En attirant des créateurs célèbres ou en promettant une meilleure rentabilité, Kick cherche surtout à faire grossir son audience. Car pour l'heure, la plateforme reste un petit poucet du streaming.

"Amener vers les casinos"

Malgré un nombre de visites doublé au mois de juin (grâce à l'arrivée de xQc), Kick ne compte que 150 millions de visites mensuelles, selon Similarweb. C'est bien moins que Twitch et ses 1,1 milliard de visites.

Fin juin, la plateforme a annoncé avoir franchi la barre des 10 millions d'inscrits.
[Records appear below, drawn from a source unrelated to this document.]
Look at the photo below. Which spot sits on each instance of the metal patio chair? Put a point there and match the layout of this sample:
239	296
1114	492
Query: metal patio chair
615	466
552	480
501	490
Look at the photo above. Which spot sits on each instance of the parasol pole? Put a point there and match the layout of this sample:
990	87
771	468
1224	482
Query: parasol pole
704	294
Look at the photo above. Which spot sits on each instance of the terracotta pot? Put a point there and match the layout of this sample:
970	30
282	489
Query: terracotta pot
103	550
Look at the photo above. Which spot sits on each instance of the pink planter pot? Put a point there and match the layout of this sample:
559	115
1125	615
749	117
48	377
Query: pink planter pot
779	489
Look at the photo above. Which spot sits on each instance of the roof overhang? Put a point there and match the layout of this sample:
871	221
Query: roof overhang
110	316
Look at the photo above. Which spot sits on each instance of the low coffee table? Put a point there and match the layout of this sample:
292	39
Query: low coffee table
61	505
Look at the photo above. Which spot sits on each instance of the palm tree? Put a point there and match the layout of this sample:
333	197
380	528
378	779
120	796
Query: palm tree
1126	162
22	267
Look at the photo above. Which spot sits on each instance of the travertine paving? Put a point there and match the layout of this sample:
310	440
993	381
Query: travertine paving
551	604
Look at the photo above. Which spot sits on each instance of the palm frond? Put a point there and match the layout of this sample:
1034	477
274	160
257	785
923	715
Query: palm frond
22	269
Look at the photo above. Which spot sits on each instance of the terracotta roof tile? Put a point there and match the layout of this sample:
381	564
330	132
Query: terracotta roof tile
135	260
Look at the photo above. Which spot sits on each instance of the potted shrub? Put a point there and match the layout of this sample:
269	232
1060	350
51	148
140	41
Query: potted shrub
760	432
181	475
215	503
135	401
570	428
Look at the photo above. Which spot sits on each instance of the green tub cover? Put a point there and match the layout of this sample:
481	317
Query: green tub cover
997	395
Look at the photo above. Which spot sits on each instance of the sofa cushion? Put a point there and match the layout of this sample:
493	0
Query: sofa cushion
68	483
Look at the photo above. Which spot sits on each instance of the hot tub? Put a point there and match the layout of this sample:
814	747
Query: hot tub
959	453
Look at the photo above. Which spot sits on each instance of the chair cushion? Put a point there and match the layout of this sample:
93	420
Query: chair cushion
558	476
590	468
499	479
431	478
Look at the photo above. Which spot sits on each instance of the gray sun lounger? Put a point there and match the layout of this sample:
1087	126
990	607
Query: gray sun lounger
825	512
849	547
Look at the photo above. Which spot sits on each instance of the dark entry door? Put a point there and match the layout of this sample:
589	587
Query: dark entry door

C'est là encore le double du mois précédent. Fin mai, Kick se félicitait d'atteindre les 5 millions de comptes.

Soit autant de personnes susceptibles de tomber sur un créateur en train de gagner (ou perdre) des sommes folles au casino en ligne.. incité à faire de même et à dépenser son propre argent, avec de potentiels addictions à la clé.

Car comme le streamer TomTom en faisait l'analyse dès le mois de mai: "la plateforme Kick a été bâti dans le seul but d'amener de nouvelles personnes vers [les] casinos en ligne (de Stake.com, ndlr)."

Surtout, le casino en ligne est interdit en France. Comme le rappelle l'Autorité nationale des jeux (ANJ), cette pratique expose à des risques de triches, de vols de données personnelles ou encore à de possibles gains impayés. Le tout, sans recours possible sur le plan légal.

Il existe bien la possibilité de retirer ces contenus de vos suggestions, mais comme le montre la communication de la plateforme: le casino et les femmes dénudées font partie à part entière de l'expérience Kick.